Bridget Todd: Nomic’s mission is to improve the explainability and accessibility of AI. Their main software product is a data exploration tool for massive datasets, called Atlas. But Andriy believes GPT4All is important for them to devote resources to as a company.
Andriy Mulyar: When you run a business, there are certain things you get the opportunity to do that you wouldn’t be able to do if you weren’t running a business. One of those is you have access to capital to be able to work on risky projects like GPT4All, purely because you want to not because you know there’s some direct revenue driving source of it.
Bridget Todd: Mainly, Andriy says he is motivated by a wish to see AI developed by more than just a handful of companies. But he also raises a question of values, and who decides how LLMs behave.
Andriy Mulyar: So biases aren’t always bad. So an example of a bias could be the model always, you know, prefers to greet you with a salutation before giving you a response. Right? That’s a bias that might not be bad, but obviously there’s biases that could be bad, right?. And one of these sort of important things with large language models is the fact that you can actually go in and customize this. So if you have your own examples of data that you would like your model to be able to output you can actually change that by training the model.

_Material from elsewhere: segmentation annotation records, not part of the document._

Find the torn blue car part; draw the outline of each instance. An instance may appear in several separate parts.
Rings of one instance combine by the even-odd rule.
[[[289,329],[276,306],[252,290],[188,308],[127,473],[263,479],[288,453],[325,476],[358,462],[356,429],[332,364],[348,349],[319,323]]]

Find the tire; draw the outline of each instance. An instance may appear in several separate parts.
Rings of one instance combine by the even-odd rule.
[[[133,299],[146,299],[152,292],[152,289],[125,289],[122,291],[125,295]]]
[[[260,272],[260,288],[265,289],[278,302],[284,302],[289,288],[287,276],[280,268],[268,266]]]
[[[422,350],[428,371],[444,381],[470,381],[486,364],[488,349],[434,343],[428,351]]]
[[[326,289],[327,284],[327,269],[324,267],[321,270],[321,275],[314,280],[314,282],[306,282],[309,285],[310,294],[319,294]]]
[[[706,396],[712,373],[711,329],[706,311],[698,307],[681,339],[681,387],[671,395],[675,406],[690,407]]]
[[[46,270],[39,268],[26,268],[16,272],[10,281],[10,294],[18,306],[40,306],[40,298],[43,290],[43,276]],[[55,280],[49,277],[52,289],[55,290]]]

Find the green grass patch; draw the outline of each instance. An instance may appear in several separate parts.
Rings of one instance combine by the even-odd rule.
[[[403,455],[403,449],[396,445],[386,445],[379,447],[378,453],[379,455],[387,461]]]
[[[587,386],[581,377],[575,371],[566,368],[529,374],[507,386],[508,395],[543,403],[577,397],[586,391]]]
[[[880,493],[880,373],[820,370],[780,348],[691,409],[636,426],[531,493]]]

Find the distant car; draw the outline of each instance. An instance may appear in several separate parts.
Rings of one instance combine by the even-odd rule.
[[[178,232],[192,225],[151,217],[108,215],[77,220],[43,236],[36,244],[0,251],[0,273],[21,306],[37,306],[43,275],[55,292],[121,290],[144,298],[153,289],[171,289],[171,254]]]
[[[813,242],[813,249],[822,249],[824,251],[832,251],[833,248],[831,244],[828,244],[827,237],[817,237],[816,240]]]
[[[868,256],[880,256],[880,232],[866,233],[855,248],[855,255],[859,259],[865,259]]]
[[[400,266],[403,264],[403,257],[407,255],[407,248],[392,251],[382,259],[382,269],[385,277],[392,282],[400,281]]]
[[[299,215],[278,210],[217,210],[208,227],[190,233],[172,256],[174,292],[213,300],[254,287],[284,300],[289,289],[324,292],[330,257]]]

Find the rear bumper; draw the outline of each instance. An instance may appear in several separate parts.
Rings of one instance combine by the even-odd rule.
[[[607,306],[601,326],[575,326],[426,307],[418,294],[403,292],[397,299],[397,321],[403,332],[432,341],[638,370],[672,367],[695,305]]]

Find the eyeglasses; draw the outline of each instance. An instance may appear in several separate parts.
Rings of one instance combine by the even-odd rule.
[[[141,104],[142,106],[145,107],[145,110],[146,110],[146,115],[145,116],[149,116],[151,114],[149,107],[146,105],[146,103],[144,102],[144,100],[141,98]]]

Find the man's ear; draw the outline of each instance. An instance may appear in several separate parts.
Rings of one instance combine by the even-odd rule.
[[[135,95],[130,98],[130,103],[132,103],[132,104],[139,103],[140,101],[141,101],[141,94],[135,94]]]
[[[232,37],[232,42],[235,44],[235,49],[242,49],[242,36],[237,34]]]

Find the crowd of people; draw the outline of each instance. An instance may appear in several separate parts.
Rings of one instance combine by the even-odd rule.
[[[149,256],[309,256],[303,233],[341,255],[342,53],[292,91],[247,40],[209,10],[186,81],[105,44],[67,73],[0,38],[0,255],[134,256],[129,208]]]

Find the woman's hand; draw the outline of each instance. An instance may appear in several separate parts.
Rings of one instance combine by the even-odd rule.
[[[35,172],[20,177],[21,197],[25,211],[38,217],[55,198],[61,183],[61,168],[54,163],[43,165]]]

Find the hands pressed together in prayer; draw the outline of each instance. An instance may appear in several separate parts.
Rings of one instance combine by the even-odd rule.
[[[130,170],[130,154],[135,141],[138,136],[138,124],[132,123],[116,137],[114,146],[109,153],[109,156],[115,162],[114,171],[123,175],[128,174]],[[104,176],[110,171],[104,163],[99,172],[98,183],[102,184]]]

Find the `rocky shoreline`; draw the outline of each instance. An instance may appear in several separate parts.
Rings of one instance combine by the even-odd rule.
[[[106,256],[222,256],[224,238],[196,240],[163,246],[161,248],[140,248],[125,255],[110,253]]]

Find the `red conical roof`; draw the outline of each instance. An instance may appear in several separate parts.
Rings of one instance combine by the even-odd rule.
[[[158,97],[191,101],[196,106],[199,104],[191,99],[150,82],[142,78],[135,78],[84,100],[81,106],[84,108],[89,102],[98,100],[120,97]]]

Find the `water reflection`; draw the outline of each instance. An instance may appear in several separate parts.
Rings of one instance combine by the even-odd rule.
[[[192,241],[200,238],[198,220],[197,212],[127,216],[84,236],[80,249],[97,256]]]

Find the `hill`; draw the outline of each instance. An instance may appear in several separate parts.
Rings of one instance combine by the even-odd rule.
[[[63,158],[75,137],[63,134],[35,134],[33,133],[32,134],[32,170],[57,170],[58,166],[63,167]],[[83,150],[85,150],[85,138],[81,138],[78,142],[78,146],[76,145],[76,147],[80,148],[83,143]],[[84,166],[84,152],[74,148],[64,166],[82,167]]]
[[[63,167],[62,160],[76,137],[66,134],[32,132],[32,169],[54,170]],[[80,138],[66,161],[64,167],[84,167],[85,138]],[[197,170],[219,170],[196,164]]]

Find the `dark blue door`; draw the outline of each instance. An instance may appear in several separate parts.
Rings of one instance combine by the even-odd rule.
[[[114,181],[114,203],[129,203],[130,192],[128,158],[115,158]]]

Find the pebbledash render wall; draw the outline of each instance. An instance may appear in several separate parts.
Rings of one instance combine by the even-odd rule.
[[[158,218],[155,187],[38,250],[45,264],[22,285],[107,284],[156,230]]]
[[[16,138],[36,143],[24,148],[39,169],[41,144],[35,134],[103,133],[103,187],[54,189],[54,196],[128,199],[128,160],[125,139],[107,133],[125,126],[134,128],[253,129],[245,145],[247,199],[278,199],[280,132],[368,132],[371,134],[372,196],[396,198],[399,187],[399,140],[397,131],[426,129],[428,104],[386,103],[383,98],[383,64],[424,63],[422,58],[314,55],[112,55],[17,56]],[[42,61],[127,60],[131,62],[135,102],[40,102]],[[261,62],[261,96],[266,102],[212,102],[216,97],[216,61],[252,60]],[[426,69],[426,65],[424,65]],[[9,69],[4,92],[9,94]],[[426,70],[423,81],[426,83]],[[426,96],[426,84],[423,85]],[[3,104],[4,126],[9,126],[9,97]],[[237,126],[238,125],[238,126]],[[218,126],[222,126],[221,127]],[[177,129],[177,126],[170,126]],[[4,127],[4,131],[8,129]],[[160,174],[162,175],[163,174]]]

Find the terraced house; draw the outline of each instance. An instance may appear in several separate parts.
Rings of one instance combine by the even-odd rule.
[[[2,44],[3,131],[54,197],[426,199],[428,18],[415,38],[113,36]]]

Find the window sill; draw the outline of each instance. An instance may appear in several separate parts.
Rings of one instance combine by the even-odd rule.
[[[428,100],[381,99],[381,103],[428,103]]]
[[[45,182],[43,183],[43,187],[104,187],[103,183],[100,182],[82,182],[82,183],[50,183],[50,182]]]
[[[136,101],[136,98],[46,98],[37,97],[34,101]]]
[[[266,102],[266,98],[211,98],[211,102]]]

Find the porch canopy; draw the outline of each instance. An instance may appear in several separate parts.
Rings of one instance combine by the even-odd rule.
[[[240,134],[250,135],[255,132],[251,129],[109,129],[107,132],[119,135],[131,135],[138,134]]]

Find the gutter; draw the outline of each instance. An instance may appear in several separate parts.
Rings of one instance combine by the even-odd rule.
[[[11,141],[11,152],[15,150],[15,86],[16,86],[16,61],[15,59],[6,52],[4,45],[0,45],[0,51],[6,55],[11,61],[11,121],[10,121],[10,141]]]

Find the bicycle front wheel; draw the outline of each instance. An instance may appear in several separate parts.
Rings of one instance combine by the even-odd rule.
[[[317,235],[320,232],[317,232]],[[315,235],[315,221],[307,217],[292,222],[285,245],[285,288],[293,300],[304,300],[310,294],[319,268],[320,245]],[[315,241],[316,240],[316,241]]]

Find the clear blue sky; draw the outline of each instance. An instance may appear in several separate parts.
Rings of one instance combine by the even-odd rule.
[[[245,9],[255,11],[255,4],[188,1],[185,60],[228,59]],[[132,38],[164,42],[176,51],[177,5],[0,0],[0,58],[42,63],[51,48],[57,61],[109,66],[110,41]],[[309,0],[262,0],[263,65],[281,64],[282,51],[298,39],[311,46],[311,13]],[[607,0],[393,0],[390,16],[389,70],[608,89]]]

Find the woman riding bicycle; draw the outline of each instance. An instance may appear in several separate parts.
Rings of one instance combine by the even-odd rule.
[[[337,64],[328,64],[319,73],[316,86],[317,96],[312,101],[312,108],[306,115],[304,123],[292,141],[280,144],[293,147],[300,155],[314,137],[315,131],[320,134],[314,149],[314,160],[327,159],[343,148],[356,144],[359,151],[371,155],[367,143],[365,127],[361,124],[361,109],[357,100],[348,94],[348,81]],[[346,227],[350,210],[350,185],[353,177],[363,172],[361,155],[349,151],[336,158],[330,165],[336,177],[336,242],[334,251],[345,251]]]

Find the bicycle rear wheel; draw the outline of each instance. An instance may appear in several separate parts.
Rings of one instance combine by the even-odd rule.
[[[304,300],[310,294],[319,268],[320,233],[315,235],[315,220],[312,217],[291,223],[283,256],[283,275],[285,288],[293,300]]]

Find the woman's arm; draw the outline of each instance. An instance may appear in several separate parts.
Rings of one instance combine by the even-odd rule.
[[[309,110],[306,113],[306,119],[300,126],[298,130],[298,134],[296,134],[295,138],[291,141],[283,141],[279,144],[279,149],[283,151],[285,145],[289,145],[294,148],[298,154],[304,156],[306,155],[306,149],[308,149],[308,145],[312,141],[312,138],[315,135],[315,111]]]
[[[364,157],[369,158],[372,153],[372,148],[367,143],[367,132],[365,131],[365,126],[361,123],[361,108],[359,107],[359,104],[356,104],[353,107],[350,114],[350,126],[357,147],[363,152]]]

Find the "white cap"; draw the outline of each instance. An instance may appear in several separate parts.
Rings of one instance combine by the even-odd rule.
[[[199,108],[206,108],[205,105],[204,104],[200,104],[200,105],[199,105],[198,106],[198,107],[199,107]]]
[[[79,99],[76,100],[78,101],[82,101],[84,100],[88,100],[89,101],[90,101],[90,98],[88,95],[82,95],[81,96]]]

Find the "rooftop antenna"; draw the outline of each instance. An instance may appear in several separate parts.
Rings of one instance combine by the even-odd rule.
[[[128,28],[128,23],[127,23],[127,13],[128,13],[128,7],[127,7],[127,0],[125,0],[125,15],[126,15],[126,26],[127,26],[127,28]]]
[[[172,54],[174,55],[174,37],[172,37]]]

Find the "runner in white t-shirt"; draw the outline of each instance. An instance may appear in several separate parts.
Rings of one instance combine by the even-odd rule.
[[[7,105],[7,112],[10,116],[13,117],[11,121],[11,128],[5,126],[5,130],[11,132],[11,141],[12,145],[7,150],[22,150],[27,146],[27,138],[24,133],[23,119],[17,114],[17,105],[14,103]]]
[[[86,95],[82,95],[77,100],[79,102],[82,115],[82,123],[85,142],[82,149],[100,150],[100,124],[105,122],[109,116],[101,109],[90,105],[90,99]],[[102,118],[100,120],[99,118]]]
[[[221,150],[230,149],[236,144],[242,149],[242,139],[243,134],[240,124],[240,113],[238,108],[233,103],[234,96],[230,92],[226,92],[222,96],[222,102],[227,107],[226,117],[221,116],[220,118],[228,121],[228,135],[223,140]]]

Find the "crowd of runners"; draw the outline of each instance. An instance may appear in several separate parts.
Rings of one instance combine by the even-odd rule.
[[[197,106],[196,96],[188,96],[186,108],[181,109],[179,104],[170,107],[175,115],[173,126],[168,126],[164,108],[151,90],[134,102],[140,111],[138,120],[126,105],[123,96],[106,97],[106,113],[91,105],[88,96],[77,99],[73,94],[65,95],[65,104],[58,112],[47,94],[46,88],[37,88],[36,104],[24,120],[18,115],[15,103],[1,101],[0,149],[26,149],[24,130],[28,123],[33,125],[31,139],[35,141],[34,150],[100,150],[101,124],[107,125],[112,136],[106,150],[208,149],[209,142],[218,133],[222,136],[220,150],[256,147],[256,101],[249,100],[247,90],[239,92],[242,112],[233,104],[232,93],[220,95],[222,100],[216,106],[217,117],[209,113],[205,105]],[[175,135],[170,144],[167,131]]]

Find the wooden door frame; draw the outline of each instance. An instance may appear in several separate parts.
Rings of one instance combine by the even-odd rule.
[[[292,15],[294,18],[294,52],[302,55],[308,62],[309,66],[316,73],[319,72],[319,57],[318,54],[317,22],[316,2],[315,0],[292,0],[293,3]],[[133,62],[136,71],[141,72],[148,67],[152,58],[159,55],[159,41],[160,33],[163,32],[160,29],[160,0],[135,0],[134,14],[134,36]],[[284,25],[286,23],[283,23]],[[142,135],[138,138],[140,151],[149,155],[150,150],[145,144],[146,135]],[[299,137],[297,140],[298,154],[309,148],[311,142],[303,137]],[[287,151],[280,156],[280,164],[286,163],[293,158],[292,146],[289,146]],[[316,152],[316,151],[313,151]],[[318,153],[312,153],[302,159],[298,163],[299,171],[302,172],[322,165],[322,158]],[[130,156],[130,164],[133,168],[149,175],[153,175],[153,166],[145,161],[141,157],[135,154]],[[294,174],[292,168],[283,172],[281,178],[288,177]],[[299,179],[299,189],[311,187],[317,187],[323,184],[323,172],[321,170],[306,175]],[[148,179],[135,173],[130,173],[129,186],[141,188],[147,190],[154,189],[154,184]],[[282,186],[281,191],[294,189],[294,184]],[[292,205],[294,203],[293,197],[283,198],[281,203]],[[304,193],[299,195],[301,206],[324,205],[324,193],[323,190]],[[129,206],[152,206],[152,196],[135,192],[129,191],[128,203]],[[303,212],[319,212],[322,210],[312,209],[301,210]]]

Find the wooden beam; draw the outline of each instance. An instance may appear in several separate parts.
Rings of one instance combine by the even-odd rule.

Bridget Todd: Andriy offers the example of Open AI training ChatGPT not to output hateful statements. Today, GPT4All gives access to models fine-tuned not to offend, as well as some that aren’t. Andriy says they’ve had some backlash from people criticizing them for giving more people access to LLMs that could be used for harm.
Andriy Mulyar: The reality is like this technology isn’t going away. The biggest thing is we need to learn how to live with it and how to be able to cope with the side effects that emerge from it. A lot of them will be positive, some of them are gonna be negative. Like one of the things that I think about quite a bit is like what happens in the 2024 election in the United States. You can go in and pick 10,000 people, get their Facebook profile and customize a chatbot that it pretends to be a human, to convince them to think one way or the other. And you can do that for, like, no cost at all. I guess the thing that keeps me awake at night is if. If we’re gonna live in this inevitable world where we’re surrounded by machines that can generate synthesized versions of information and all that information is being piped from one or two company servers, if there’s a world where someone like OpenAI owns all the pipes for the information flow, and then they get the chance to manipulate that however they want, This is like why we do what we do. We wanna make sure that these generative AI models that exist and persist through the world are built with everyone’s view into how the models are being created, not just a couple of organizations behind closed doors with unlimited resources.
Bridget Todd: LLMs are here.Open source communities that do put people ahead of profits are crucial to unlocking the positive potential of generative AI. The challenge for builders and regulators is to find that balance. On the one hand, so generative AI isn’t developed or deployed in harmful ways, and on the other to empower independent researchers to contribute to how systems work. I’m Bridget Todd, thanks for listening to IRL:Online Life is Real Life, an original podcast from Mozilla, the nonprofit behind Firefox. For more about our guests, check out our show notes or visit irlpodcast.org. This season, we’re talking about people over profit in AI. Mozilla. Reclaim the internet.